Last year at Cine Gear they were showing a very early prototype of the LCND, but now they have a finished product that will be available through Panavision rental in the next few months.
The LCND is an electronic ND that uses an electrical charge to adjust the density of the filter. Because of this, it does mean that it does require power so it has an internal battery. The internal battery is said to last for around 24 hours. The LCND also looked like it could be powered via the Lemo connector on the side.
This type of technology has been around for at least 20 years, but Panavision told us that it was extremely difficult to get it right and creating the high quality liquid crystal cells was a challenge.
The LCND can be operated standalone, as well as in conjunction with a Preston FIZ to be operated wirelessly.
The control interface features two buttons as well as scroll wheel to adjust the ND. The buttons let you go up in single stops, but you can use the scroll wheel to make incremental adjustments.
LCS lights illuminate to tell the user how much ND is being applied.
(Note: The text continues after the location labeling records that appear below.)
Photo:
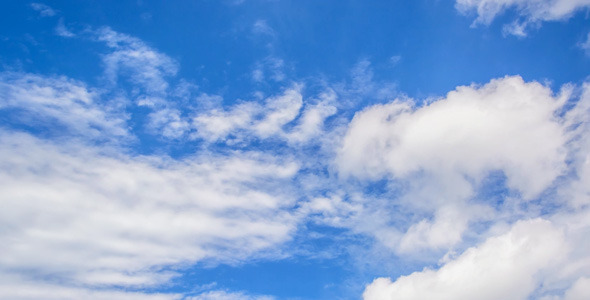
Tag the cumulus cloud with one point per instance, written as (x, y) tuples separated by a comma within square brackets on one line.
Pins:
[(464, 134), (538, 258), (531, 12), (225, 295), (504, 267), (442, 152)]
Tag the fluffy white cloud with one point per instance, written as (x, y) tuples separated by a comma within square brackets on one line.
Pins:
[(535, 258), (465, 133), (442, 152), (99, 217), (531, 11), (504, 267)]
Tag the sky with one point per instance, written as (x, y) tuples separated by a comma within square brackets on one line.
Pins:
[(271, 149)]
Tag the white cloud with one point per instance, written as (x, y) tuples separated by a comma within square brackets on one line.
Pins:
[(262, 27), (145, 67), (168, 122), (225, 295), (531, 12), (18, 288), (439, 154), (464, 134), (43, 9), (82, 217), (503, 267), (62, 30), (251, 119), (49, 101), (586, 44), (534, 258)]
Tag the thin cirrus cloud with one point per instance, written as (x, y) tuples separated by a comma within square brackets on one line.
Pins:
[(531, 12), (97, 219)]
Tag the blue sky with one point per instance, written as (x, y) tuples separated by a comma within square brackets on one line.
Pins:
[(269, 149)]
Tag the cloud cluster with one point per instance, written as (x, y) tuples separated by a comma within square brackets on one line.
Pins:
[(85, 217), (521, 129)]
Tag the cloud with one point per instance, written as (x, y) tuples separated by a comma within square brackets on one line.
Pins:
[(439, 159), (251, 119), (43, 9), (503, 267), (225, 295), (262, 27), (51, 102), (531, 254), (586, 45), (62, 30), (144, 66), (531, 12), (464, 135), (86, 216)]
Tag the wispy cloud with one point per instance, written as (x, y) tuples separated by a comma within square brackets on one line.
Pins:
[(43, 9), (531, 12)]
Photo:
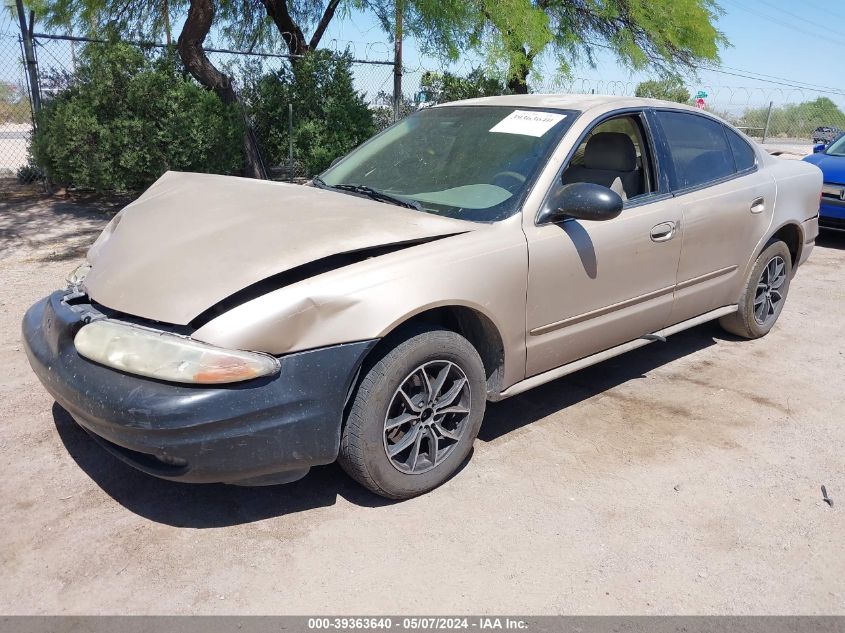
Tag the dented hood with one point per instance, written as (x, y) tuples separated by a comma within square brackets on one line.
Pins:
[(192, 240)]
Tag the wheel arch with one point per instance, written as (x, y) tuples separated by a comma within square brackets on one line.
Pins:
[(792, 235), (470, 322)]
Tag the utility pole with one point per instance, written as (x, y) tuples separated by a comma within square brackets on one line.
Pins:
[(29, 54), (397, 62), (768, 120)]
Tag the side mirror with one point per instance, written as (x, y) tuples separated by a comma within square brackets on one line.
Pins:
[(582, 201)]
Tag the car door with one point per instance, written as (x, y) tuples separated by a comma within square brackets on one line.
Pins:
[(726, 204), (594, 285)]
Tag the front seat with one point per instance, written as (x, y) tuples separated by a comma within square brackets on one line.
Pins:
[(608, 156)]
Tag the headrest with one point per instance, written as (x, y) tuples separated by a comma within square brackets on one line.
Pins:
[(613, 151)]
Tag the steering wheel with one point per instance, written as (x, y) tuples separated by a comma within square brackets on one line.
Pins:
[(515, 177)]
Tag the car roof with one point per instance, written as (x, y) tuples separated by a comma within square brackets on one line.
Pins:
[(571, 101)]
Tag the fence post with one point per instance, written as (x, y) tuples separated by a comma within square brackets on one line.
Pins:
[(397, 63), (32, 74), (768, 120), (29, 55), (290, 142)]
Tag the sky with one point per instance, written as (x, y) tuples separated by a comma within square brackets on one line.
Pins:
[(795, 43), (792, 42)]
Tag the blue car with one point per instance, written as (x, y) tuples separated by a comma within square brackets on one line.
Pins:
[(831, 160)]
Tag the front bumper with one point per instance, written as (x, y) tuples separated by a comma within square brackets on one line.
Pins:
[(832, 213), (263, 431)]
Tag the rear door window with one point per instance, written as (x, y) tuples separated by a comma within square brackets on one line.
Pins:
[(744, 156), (698, 147)]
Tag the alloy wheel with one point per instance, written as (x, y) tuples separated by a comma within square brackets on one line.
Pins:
[(427, 417), (768, 298)]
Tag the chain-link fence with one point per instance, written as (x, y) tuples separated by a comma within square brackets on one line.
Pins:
[(15, 113)]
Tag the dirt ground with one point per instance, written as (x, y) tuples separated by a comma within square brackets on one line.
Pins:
[(682, 478)]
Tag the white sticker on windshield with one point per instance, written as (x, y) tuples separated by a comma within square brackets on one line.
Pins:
[(528, 122)]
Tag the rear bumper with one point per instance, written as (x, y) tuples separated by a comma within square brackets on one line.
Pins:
[(832, 214), (262, 431)]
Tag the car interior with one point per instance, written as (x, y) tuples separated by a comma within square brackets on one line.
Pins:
[(613, 155)]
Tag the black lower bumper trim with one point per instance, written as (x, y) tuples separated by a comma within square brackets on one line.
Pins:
[(261, 431)]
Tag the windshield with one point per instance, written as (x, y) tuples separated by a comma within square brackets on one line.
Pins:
[(468, 162), (837, 148)]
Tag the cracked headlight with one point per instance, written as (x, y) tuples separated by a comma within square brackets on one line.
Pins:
[(165, 356)]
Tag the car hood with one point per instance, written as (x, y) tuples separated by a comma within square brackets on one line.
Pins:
[(833, 167), (192, 240)]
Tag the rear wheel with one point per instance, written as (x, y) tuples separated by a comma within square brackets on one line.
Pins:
[(764, 295), (415, 414)]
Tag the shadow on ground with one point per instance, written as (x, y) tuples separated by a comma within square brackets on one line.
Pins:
[(831, 239), (208, 506), (49, 228)]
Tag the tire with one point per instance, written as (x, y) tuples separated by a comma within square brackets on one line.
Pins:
[(439, 432), (764, 294)]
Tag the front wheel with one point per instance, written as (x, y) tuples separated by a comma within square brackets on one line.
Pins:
[(764, 294), (415, 414)]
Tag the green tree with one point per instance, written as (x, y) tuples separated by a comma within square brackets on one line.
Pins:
[(14, 105), (667, 35), (445, 86), (795, 120), (329, 117), (669, 89), (128, 118)]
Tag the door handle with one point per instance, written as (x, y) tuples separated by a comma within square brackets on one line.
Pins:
[(663, 232)]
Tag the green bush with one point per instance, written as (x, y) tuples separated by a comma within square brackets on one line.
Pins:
[(330, 117), (128, 117)]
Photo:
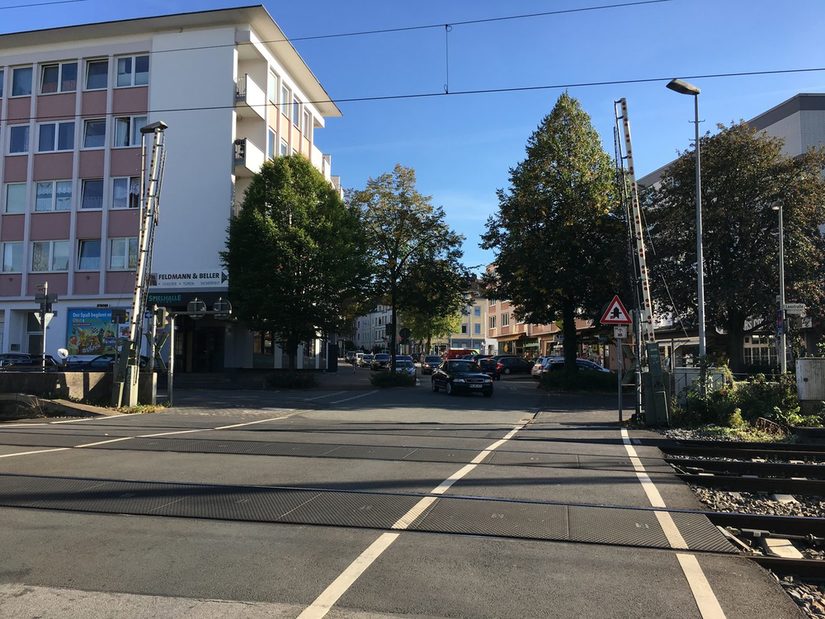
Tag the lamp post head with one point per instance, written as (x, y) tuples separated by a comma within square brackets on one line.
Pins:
[(683, 87)]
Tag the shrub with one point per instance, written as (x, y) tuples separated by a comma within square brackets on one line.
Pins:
[(392, 379), (291, 380), (581, 380)]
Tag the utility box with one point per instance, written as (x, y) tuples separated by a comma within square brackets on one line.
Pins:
[(656, 397)]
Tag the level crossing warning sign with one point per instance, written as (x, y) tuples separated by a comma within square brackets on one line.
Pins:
[(616, 314)]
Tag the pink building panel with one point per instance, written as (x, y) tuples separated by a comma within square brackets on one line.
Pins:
[(94, 103), (16, 169), (91, 164), (52, 166), (58, 283), (120, 282), (130, 100), (86, 283), (125, 162), (49, 226), (11, 227), (123, 223), (89, 225), (19, 110), (10, 284), (54, 107)]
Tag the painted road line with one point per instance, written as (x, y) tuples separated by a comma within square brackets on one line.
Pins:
[(29, 453), (702, 592), (324, 602), (355, 397), (326, 395)]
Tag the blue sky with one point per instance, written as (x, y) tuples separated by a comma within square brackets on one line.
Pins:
[(462, 146)]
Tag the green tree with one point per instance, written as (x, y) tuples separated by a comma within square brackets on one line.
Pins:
[(293, 254), (400, 226), (558, 241), (744, 176)]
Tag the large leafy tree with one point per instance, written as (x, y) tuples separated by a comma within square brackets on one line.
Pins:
[(558, 241), (293, 254), (401, 226), (744, 176)]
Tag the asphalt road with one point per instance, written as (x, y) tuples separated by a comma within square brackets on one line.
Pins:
[(359, 504)]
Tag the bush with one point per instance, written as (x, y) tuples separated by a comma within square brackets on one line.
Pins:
[(392, 379), (291, 380), (581, 380)]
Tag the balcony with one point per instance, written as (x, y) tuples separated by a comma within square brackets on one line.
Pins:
[(248, 158), (249, 98)]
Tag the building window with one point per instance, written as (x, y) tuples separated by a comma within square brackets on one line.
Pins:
[(270, 144), (127, 130), (272, 88), (88, 255), (92, 194), (58, 77), (132, 71), (18, 139), (15, 198), (94, 133), (97, 74), (21, 82), (12, 257), (50, 256), (53, 196), (123, 254), (56, 136), (126, 192)]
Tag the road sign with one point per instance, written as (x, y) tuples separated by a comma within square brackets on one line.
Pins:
[(795, 309), (616, 314)]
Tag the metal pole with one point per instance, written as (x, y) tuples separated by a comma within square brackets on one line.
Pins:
[(783, 338), (171, 378)]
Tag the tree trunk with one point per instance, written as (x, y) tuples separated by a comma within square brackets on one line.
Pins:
[(734, 343), (569, 332)]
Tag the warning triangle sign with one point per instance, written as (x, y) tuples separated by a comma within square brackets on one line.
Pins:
[(615, 314)]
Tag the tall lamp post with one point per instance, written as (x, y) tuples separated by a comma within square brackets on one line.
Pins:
[(686, 88), (783, 338)]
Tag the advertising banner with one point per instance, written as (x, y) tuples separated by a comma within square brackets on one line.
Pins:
[(91, 331)]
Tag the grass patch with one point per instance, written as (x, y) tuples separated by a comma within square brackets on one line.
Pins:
[(392, 379)]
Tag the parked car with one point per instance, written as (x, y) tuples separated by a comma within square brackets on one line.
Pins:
[(381, 361), (460, 375), (429, 363), (491, 367), (514, 365), (405, 366)]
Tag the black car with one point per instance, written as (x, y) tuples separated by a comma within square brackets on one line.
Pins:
[(514, 365), (429, 363), (460, 375)]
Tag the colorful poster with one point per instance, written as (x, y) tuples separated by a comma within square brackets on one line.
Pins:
[(92, 332)]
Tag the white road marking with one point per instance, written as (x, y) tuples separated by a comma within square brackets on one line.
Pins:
[(355, 397), (702, 592), (326, 395), (324, 602)]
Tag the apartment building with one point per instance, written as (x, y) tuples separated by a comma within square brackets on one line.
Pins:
[(231, 89)]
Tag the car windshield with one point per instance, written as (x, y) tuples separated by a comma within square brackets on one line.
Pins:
[(462, 366)]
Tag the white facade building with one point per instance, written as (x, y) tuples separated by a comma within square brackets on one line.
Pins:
[(232, 90)]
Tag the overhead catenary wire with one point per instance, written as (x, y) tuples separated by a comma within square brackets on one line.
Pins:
[(433, 94)]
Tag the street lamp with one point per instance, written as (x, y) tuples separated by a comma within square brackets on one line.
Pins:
[(686, 88), (783, 342)]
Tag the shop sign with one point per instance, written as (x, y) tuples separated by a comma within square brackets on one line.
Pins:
[(90, 331)]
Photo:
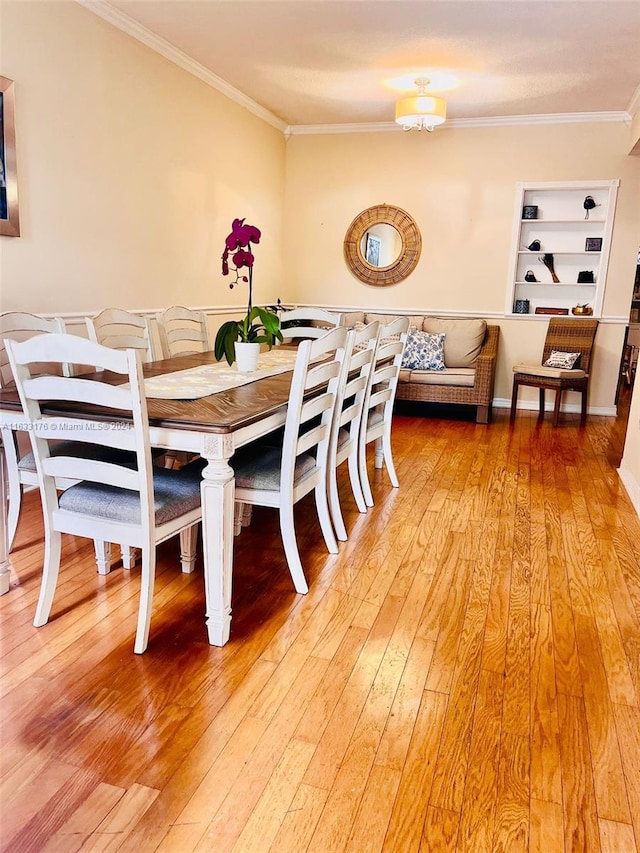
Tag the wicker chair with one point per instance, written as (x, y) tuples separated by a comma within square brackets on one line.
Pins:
[(480, 394), (567, 336)]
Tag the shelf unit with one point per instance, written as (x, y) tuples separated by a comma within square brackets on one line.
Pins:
[(563, 231)]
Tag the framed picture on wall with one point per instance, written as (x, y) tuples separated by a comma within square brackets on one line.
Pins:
[(9, 220), (372, 255)]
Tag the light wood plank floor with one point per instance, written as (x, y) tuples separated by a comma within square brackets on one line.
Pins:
[(464, 675)]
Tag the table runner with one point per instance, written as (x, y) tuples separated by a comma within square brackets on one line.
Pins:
[(197, 382)]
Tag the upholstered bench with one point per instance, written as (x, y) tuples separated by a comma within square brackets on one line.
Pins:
[(470, 355)]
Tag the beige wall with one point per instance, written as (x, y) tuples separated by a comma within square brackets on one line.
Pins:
[(130, 171), (459, 185)]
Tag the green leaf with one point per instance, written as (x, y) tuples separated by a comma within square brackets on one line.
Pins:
[(227, 335)]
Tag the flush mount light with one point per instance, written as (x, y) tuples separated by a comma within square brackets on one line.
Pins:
[(421, 111)]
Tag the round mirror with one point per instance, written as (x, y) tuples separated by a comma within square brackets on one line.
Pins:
[(382, 245)]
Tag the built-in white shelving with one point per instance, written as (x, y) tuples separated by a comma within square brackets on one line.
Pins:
[(578, 243)]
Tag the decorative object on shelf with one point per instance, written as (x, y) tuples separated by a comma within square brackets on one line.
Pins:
[(584, 310), (547, 260), (588, 204), (421, 111), (259, 325), (562, 229)]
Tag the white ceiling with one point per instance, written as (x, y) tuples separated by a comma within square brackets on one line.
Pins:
[(337, 62)]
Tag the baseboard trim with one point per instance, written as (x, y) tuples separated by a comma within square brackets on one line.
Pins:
[(632, 487), (573, 408)]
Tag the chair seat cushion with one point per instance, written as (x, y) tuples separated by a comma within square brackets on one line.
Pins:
[(80, 449), (550, 372), (175, 493), (260, 468)]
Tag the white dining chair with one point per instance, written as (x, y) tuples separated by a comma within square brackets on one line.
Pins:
[(121, 330), (139, 506), (355, 376), (377, 416), (182, 331), (302, 323), (281, 475), (20, 462)]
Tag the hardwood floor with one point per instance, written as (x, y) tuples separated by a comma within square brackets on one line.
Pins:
[(464, 675)]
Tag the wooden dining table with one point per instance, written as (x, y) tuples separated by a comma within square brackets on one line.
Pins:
[(214, 427)]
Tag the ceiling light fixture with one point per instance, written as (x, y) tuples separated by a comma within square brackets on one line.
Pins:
[(421, 111)]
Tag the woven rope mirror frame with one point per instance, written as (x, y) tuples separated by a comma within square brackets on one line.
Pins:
[(405, 263)]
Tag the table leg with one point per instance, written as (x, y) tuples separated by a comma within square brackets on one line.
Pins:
[(5, 565), (218, 490)]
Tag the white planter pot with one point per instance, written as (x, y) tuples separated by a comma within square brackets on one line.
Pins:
[(246, 357)]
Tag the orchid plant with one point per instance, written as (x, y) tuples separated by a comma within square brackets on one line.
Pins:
[(259, 325)]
I asked Panavision if there was any way of getting the metadata or information about the the amount of ND being applied out of the camera and they said that was something they are looking into.
While it is a 4×5.65″ filter, you won’t be able to drop it into any matte box since the control hardware is on the side. You will need to use a Panavision matte box with side loading capabilities. However, Panavision did tell us that they are looking at relocating the electronics from the side to the top of the LCND so it can be used in a lot wider range of matte boxes.
The main reason that the LCND needs to be used in a matte box is that both Sony and RED own several patents in relation to putting variable electronic ND in a camera.